Uma unidade de saúde pública que integra a Rede Nacional de Hemoterapia busca esclarecer os direitos e os deveres relacionados à doação de sangue, bem como as responsabilidades da gestão da hemoterapia no Brasil. Considerando o disposto na Lei nº 10.205/2001, assinale a afirmativa correta.
- A)As atividades hemoterápicas não podem ser desenvolvidas pela rede privada.
Errada, porque a Lei nº 10.205/2001 não proíbe a atuação da rede privada em atividades hemoterápicas, desde que haja controle e regulamentação.

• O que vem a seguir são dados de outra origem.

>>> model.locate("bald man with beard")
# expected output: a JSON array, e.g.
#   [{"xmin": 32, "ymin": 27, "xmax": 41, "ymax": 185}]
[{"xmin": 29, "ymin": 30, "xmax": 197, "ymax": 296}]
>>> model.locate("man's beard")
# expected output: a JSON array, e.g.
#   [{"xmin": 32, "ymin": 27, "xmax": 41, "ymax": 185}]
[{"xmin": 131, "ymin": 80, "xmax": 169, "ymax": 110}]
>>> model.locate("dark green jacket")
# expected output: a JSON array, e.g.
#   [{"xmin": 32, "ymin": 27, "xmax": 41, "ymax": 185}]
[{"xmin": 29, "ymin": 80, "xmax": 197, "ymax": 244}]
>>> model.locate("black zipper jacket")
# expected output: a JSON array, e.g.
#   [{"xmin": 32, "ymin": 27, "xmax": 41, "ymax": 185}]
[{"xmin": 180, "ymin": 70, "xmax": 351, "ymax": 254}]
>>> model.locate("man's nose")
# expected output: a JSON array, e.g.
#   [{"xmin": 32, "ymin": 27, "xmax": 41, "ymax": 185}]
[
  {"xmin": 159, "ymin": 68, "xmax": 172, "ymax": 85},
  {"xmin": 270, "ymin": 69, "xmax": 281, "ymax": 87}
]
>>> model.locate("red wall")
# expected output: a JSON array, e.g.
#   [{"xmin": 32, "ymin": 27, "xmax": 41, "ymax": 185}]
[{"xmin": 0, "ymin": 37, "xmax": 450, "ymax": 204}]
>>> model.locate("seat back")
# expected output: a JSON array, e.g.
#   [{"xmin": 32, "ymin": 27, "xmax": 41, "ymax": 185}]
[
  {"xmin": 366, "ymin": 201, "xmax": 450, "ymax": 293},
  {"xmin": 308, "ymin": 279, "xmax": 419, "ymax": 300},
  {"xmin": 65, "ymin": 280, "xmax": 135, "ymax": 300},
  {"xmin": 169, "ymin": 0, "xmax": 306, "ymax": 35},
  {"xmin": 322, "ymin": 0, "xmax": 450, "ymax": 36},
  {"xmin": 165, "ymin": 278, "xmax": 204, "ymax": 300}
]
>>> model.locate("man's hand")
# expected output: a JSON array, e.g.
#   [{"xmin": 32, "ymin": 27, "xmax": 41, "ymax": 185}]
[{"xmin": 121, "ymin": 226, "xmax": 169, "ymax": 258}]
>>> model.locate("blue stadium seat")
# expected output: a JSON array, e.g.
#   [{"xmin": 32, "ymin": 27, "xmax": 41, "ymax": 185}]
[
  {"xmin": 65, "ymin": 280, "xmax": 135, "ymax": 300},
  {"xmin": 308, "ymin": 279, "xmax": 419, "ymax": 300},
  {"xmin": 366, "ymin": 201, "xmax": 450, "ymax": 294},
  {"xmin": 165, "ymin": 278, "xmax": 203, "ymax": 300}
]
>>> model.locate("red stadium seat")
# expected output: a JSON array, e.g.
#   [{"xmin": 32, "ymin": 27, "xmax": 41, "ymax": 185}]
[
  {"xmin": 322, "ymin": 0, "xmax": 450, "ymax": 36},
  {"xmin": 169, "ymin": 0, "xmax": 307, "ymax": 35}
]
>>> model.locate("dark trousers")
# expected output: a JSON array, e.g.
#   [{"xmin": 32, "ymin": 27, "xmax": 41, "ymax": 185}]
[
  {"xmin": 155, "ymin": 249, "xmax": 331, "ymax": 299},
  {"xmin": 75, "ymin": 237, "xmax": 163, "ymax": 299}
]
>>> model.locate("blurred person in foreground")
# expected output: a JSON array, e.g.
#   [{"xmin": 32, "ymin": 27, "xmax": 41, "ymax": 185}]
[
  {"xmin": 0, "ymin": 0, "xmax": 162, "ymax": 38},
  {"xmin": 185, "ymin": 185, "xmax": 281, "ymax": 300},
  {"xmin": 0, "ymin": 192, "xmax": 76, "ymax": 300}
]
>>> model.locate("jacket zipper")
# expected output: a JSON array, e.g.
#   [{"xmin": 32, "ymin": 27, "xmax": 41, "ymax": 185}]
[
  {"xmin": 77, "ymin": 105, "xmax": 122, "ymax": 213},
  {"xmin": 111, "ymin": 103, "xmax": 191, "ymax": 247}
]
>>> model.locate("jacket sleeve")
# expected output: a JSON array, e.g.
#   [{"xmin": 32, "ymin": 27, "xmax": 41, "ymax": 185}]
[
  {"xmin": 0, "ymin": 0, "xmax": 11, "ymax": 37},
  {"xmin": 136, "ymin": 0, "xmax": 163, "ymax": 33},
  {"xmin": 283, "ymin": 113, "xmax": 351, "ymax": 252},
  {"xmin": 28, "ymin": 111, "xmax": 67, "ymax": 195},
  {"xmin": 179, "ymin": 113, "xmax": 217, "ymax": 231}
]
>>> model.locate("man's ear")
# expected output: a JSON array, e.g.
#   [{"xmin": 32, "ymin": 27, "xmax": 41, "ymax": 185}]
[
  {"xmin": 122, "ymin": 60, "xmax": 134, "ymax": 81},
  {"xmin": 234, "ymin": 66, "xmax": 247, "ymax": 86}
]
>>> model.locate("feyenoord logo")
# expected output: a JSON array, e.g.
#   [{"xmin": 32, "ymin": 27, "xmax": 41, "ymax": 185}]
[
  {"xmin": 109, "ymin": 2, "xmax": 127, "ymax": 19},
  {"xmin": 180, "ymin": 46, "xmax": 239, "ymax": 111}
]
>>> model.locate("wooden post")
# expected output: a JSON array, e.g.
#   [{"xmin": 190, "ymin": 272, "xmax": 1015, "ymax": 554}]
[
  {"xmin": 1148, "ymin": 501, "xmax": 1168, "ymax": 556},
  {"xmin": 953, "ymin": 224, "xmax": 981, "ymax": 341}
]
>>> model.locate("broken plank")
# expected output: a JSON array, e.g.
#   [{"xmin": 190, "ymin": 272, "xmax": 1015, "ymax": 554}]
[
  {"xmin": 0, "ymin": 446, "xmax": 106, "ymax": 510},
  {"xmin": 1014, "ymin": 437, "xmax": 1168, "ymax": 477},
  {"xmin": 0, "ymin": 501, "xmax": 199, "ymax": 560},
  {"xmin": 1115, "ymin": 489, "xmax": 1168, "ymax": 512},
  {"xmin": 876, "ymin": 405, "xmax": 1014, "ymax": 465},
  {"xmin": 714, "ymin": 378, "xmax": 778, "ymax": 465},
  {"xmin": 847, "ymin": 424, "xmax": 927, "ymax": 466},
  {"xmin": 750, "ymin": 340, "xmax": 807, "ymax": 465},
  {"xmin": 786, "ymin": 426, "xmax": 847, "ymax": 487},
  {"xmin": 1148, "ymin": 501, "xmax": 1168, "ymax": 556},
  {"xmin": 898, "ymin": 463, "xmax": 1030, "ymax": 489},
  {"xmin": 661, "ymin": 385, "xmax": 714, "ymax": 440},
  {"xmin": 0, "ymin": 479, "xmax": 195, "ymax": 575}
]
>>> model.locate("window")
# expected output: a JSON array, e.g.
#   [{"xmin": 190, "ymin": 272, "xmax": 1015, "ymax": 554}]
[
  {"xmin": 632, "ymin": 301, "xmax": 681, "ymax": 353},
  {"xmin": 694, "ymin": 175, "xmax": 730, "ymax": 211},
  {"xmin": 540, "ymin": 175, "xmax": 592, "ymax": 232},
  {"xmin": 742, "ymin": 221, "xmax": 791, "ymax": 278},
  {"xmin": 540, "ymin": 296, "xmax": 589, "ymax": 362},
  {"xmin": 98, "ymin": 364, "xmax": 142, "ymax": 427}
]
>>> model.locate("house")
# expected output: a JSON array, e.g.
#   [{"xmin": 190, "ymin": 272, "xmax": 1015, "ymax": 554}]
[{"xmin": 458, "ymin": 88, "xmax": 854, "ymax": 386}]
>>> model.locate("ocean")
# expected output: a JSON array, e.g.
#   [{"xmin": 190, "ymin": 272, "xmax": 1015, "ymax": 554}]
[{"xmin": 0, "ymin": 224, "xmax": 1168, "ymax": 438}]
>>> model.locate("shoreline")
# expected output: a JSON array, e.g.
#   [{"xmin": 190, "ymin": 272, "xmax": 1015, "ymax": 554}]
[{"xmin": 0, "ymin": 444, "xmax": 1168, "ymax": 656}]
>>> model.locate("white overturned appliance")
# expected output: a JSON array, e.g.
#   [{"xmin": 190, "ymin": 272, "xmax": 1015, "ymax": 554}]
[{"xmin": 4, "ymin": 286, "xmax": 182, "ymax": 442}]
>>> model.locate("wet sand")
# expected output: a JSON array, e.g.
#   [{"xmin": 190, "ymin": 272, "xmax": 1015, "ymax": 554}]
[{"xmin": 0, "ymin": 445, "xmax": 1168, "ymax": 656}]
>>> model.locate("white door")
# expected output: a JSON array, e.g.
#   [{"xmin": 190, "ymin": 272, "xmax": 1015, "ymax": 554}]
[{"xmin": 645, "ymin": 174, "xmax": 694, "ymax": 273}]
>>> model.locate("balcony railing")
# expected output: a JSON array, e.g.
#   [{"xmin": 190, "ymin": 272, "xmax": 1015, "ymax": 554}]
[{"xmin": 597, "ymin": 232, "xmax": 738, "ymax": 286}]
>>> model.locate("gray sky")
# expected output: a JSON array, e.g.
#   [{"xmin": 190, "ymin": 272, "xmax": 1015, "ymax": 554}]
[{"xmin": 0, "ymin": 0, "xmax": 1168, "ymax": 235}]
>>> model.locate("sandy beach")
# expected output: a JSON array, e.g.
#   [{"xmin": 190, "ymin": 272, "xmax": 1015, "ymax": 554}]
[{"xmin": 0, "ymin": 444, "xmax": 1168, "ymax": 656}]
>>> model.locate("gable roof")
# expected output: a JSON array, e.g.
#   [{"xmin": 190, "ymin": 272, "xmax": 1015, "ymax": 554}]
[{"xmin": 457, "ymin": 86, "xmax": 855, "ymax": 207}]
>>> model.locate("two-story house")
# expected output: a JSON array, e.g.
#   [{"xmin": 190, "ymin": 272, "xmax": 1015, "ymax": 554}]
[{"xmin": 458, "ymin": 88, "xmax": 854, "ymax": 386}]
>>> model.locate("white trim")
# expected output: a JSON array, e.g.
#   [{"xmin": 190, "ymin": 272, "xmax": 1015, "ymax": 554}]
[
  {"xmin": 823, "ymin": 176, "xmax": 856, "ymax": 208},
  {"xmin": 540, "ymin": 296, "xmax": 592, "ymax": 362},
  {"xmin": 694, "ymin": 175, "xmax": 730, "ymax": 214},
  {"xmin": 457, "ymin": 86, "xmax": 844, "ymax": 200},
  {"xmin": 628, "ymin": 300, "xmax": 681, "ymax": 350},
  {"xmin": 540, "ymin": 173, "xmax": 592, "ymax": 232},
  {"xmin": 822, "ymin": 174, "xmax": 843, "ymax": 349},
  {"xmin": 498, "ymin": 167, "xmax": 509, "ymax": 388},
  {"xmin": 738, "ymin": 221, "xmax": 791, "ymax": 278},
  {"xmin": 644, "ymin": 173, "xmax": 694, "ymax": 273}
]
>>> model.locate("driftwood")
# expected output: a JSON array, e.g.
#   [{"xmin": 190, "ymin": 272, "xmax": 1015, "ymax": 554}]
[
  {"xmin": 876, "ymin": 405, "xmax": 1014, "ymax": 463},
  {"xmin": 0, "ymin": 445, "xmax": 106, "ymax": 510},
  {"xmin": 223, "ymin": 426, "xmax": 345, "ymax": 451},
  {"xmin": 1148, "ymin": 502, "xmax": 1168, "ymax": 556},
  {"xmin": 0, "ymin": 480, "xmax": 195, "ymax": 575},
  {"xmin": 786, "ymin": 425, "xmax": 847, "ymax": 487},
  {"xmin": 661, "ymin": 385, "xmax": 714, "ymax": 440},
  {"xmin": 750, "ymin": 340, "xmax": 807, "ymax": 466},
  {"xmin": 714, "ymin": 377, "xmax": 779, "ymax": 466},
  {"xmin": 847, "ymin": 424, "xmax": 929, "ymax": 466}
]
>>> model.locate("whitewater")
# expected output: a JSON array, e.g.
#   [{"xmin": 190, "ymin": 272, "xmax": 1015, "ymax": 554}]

- B)Em situações de calamidade, a doação de sangue é um ato compulsório, quando solicitado por autoridades de saúde pública.
Errada, porque a doação de sangue não se torna compulsória em calamidade; a lógica legal é de doação voluntária e não remunerada.
- C)A responsabilidade pelo custeio da hemoterapia no Brasil é exclusiva da União, sem qualquer participação dos estados ou municípios.
Errada, porque o custeio e a organização da hemoterapia não são exclusivos da União, havendo participação e articulação dos entes do SUS.
- D)É permitida a remuneração dos custos dos insumos, não sendo autorizada a comercialização da coleta, processamento, estocagem, distribuição e transfusão do sangue, componentes e hemoderivados.
Certa, porque a lei admite o ressarcimento de custos e insumos, mas veda a comercialização da coleta, processamento, estocagem, distribuição e transfusão do sangue e seus derivados.
Gabarito: D
A Lei nº 10.205/2001 organiza a política de sangue no Brasil e deixa uma mensagem bem clara: sangue não é mercadoria. A norma regulamenta o § 4º do art. 199 da Constituição Federal e reforça que a hemoterapia deve obedecer a princípios como o uso altruístico, voluntário e não remunerado da doação, além da vedação à comercialização do sangue e de seus componentes. Na prática, isso significa que o sistema pode envolver rede pública e privada, desde que tudo funcione sob controle sanitário, técnico e institucional. O ponto central não é proibir a atuação privada, mas impedir o lucro na cadeia do sangue. Ou seja: pode haver remuneração de custos e insumos, mas não venda do sangue, nem de sua coleta, processamento, estocagem, distribuição ou transfusão como se fosse produto de prateleira. É exatamente por isso que a alternativa D está correta. Ela traduz a lógica da lei: admite-se a remuneração dos custos dos insumos, mas é vedada a comercialização das etapas hemoterápicas e dos hemoderivados. Em português bem direto: pode cobrir despesa, não pode transformar sangue em negócio. As demais opções escorregam em afirmações absolutas ou contrárias ao texto legal. A banca gosta muito dessa armadilha: troca uma regra de proteção do sistema por uma proibição total, ou inventa compulsoriedade e exclusividade que a lei não traz.